Your true investment risk is determined by what you keep after taxes, not the face value of your accounts.
The Illusion of Ownership
When you look at your investment statements, the numbers on the screen represent a promise, but not necessarily a reality. For most investors, the portfolio is divided into different buckets: tax-free accounts like the TFSA and tax-deferred accounts like the RRSP. While it is tempting to view a dollar in one as equal to a dollar in the other, this is a fundamental accounting error. In a tax-deferred account, you are not the sole owner of the assets; you are in a partnership with the government.
If you have $50,000 in an RRSP and your marginal tax rate at withdrawal is 30%, that account is not actually worth $50,000 to you.
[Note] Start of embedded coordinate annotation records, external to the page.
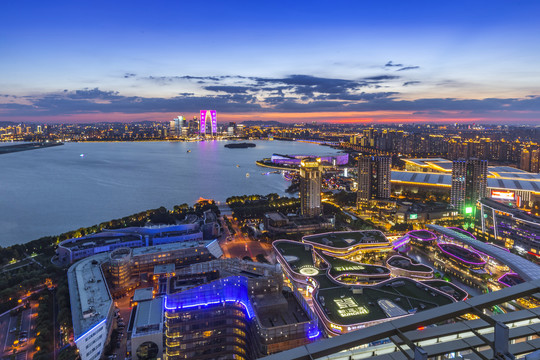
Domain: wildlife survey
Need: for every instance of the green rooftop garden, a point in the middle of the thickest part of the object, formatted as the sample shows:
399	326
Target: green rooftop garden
345	239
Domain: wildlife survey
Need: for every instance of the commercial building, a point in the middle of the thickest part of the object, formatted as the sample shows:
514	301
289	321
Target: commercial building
341	294
441	333
310	188
469	184
373	179
503	182
277	223
234	309
71	250
295	160
348	244
145	330
507	225
208	122
93	282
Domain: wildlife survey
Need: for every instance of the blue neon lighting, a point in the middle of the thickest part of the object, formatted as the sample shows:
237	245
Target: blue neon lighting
92	329
233	289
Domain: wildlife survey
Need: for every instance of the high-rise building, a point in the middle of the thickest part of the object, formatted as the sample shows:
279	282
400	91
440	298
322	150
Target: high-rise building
208	122
469	183
310	187
525	160
373	179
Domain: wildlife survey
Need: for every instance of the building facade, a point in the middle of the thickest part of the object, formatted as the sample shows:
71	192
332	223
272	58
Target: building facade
469	184
504	224
310	188
374	178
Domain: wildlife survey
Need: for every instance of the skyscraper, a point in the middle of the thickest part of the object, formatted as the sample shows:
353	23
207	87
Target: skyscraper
373	179
469	183
310	187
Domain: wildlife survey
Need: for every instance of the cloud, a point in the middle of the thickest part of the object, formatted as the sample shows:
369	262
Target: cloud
408	68
391	64
407	83
228	89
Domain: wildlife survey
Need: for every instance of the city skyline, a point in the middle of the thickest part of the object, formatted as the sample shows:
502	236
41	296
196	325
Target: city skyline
345	63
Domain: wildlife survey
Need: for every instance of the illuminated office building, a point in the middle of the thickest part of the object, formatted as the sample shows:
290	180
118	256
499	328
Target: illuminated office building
469	184
310	188
374	177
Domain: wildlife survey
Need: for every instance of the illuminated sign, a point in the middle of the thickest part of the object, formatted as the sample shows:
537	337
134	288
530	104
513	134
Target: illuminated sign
503	195
349	268
309	270
348	307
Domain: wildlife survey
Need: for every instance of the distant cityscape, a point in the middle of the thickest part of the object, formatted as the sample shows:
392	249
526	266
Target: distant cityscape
400	224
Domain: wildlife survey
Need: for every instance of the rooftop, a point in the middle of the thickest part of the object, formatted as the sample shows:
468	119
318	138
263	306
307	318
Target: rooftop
149	317
170	247
298	256
510	181
461	253
341	266
345	239
89	295
143	294
402	262
526	269
399	296
164	269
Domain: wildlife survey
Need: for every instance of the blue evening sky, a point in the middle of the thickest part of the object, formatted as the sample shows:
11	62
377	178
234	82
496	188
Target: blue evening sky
75	61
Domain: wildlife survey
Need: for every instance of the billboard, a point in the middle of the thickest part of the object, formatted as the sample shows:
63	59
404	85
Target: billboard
503	194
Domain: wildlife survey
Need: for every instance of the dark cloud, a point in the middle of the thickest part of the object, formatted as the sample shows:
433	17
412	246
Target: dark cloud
391	64
408	68
407	83
228	89
382	78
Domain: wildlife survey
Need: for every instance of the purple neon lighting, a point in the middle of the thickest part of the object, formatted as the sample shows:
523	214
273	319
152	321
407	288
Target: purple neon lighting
500	280
202	122
402	241
88	331
457	257
213	115
433	236
463	232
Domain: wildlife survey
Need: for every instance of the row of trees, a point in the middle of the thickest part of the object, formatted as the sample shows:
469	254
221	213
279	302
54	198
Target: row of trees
46	245
255	206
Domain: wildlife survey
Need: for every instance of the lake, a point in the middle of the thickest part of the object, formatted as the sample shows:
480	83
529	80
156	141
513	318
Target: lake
54	190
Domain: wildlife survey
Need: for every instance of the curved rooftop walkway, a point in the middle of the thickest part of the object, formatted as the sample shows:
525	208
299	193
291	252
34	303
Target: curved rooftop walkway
526	269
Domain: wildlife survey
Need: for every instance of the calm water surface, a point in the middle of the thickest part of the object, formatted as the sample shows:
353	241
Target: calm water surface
50	191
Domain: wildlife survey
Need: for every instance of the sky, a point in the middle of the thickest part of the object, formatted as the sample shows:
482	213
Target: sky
291	61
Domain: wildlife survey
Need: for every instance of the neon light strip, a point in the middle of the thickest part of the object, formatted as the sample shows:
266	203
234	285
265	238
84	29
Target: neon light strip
92	329
457	257
504	275
433	236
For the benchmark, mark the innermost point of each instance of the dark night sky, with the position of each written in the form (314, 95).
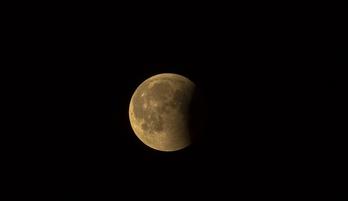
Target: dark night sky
(268, 101)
It is worth $35,000. The remaining $15,000 is a looming liability that belongs to the tax authorities. This distinction is the bridge between asset allocation—deciding which asset classes to own—and asset location—deciding where to hold them. If you don't account for this invisible partner, your true risk profile may be wildly different from what you see on your spreadsheet.
How Tax Location Distorts Risk
A common strategy in financial planning is to optimize for tax efficiency by placing specific assets in specific accounts. For instance, many investors choose to hold all of their bonds in their RRSP and all of their stocks in their TFSA. On the surface, this looks like a balanced 50/50 split. However, because the government owns a slice of the RRSP but none of the TFSA, they effectively own a larger portion of your bonds than your stocks.
In this scenario, your after-tax reality shifts. While your pre-tax mix is 50% stocks and 50% bonds, your after-tax mix—the money that will actually fund your life—is closer to 59% stocks and 41% bonds. By shielding your stocks from taxes while allowing the government to tax your bonds, you have inadvertently created a more aggressive, equity-heavy portfolio. You are taking more risk than you realize because your safety net is being shared with the tax man.
The Math of After-Tax Returns
To understand why this matters, we must look at how these accounts grow over time. Imagine two investors. Both have $100,000 split equally between an RRSP and a TFSA. The first investor puts all $50,000 of their bonds in the RRSP and all $50,000 of their stocks in the TFSA. The second investor mirrors their allocation, holding a 59/41 stock-to-bond split in both accounts. Despite having different pre-tax setups, both investors will end up with the exact same amount of money in their pockets after a year of growth.
This demonstrates a vital principle: it is the after-tax allocation that determines your actual financial outcome. If you intend to have a conservative 50/50 portfolio but you concentrate your bonds in a taxable or tax-deferred account, you aren't actually a conservative investor. You are an aggressive investor who has simply obscured your risk through account placement. The performance of your 'take-home' dollars will track the more aggressive equity weight, for better or for worse.
The Case for Mirroring Accounts
Accounting for these tax liabilities adds a significant layer of complexity to portfolio management. To truly optimize, an investor would need to constantly estimate their future tax rates and adjust their pre-tax holdings to hit a specific after-tax target. For most, this is an exercise in frustration and guesswork. Every time the market moves or tax laws change, the math shifts, requiring constant rebalancing across multiple accounts with different rules.
There is a simpler path: holding the same asset mix in every account. When you mirror your allocation across your RRSP, TFSA, and taxable accounts, your pre-tax and after-tax allocations become identical. You are essentially paying the government an equal share of every asset class you own. While this might sacrifice a small amount of theoretical tax optimization, it ensures that your risk profile remains transparent and intentional. It removes the guesswork and prevents you from accidentally over-leveraging yourself in equities during a bull market, only to realize the government owns half of your remaining bonds when the market turns.